Assim, órgão público é uma unidade de atuação, integrada por agentes públicos, que compõe a estrutura da administração para tornar efetiva a vontade do Estado, como exemplo, temos o Ministério Público, Secretaria de Educação, Tribunal de Justiça, Presidência da República, Ministério da Fazenda. São, pois, unidades de ação com atribuições específicas na organização estatal e que, como centro de competência governamental ou administrativa, possuem funções, cargos e agentes.

Classificação dos órgãos públicos
Os órgãos integram a estrutura do Estado e das demais pessoas jurídicas que fazem parte da administração estatal. Dada a sua complexidade, os órgãos são classificados em diferentes escalas estatais, quer em função de sua estrutura quer em relação às suas funções especializadas. Os órgãos públicos podem ser classificados quanto à posição estatal, quanto à sua estrutura e quanto à atuação funcional.

Sendo assim, os órgãos públicos quanto à posição estatal podem ser: independentes, autônomos, superiores, subalternos. Os órgãos independentes têm origem na Constituição Federal e representam um dos três poderes do Estado, sem qualquer subordinação hierárquica ou funcional, sujeitos tão somente aos controles constitucionais de um sobre o outro. Além disso, fruem de autonomia financeira, administrativa e política.

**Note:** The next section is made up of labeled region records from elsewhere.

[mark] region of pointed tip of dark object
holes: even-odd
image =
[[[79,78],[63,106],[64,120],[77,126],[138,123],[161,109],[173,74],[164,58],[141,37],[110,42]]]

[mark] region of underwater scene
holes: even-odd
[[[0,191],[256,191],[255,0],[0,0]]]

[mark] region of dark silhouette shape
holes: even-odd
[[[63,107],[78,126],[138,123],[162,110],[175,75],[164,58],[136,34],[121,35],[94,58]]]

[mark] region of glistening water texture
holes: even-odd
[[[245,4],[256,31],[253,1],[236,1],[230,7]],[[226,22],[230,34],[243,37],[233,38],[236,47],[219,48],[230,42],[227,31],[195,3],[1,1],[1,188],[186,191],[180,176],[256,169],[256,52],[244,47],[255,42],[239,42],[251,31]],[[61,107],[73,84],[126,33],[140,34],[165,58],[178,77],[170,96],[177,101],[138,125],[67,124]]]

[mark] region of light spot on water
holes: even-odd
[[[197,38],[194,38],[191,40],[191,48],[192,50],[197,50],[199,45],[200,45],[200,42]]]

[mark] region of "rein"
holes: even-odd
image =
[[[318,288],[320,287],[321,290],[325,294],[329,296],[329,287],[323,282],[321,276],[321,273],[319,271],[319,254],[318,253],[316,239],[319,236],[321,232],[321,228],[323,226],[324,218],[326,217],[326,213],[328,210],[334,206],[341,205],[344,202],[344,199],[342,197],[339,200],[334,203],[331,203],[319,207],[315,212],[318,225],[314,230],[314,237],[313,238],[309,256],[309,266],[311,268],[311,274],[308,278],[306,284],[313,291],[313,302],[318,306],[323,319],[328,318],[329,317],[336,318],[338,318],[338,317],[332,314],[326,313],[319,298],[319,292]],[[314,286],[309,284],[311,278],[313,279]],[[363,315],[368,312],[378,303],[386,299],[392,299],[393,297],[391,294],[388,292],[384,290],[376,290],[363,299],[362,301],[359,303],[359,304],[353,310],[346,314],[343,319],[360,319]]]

Segundo Hely Lopes Meirelles, “Quanto à posição estatal - órgãos independentes: são constitucionais, representativos dos Poderes Legislativo, Executivo e Judiciário, sem qualquer subordinação hierárquica ou funcional, só sujeitos aos controles constitucionais de um Poder pelo outro; exercem precipuamente as funções outorgadas diretamente pela Constituição, desempenhadas por agentes políticos, segundo normas especiais e regimentais”. (MEIRELLES, 2005 página 63).

Como exemplo, temos a chefia do Poder Executivo, Congresso Nacional, Tribunais de Justiça. Os órgãos autônomos são os que se localizam na cúpula da Administração, ou seja, localizados no alto da estrutura organizacional da administração pública, abaixo dos órgãos independentes e a eles subordinados. Têm ampla autonomia, administrativa, financeira e técnica, com função de planejamento, supervisão, coordenação e controle de atividades, por exemplo, Ministérios, Secretarias estaduais e municipais.


Os órgãos superiores são os que detêm poder de direção, controle e decisão sobre assuntos de sua competência, atuando sob subordinação hierárquica, não fluindo de autonomia financeira. Como exemplo, temos chefias de gabinetes e inspetorias gerais. Órgãos superiores são os que detêm poderes de direção, controle, decisão e comando de assuntos de uma competência específica.

Os órgãos subalternos são todos os demais que se acham sob o comando dos órgãos superiores ou mais elevados. Ou seja, sujeitos hierárquica e funcionalmente aos órgãos superiores, têm como atribuição precípua a execução, não têm autonomia técnica, nem financeira, não têm nenhum poder de decisão, apenas cumprindo ordens, como exemplo, temos o almoxarifado da Secretaria do Ministério da Fazenda, portarias dos prédios públicos, repartições que atendem a coletividade.

Quanto à sua estrutura, podem ser classificados em simples ou compostos. Simples são aqueles constituídos por um centro de competência, como a chefia de gabinete de ministério. Compostos são aqueles integrados por outros órgãos públicos menores, com a mesma função principal, como as secretarias de saúde, formadas, entre outros, por hospitais e postos de saúde. Quanto à atuação funcional, podem ser singulares ou colegiados. Órgão público singular é o que atua e decide pela manifestação de um só agente, que é seu titular, como a Presidência da República. Órgão público colegiado é o que decide e age pela manifestação de vontade da maioria de seus membros, como o Conselho de Defesa Nacional.